There was a time when a solicitor would make a payment (at branch or by cheque\draft ) and then have the payment 'written up in the books'. That went out with the quill pen or it least it ought to have done. The online equivalent (do the fund transfer and then sort out the books) is just bad practice.
While it is not forbidden, it is a bad practice to set up a fund transfer without first having the funds (both the receipt and the payment out) written up in your practice accounts; (This is because the accounts system itself operates as a safeguard against accidentally making a payment of €102k out of client funds when you are only holding €101,995 to that client's credit - and it makes sense to always utilise that safeguard)

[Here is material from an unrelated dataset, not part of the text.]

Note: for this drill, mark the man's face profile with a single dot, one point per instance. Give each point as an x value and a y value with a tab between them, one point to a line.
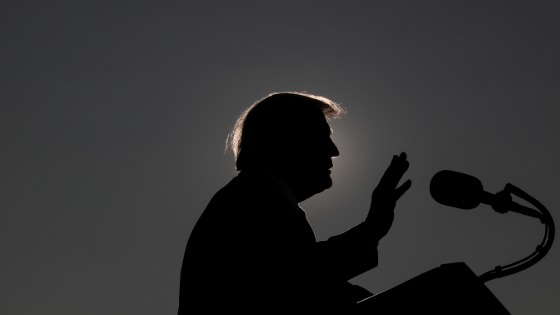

While it is likewise not forbidden, it is a bad idea for the responsible solicitor to do the book-keeping and\or the banking single handed. Far too much scope for error. Always better that any fund transfer be reviewed by two people (solicitor and book-keeper).
Most small solicitors offices do not need a full time book-keeper. In a 3-4 solicitor firm, lodgments to, and payments from the client account might come to between 5 and 20 transactions per day. So this might take up from 0.5 hrs up to 2 hours of a book-keeper's time.
A small solicitor's office does not maintain the staff resources to ensure that all client transactions can be written up and actioned on a near-real-time basis during working hours, or even on a same day basis. To do so would be wasteful and inefficient, and would certainly create such an additional overhead as would result in increased legal fees.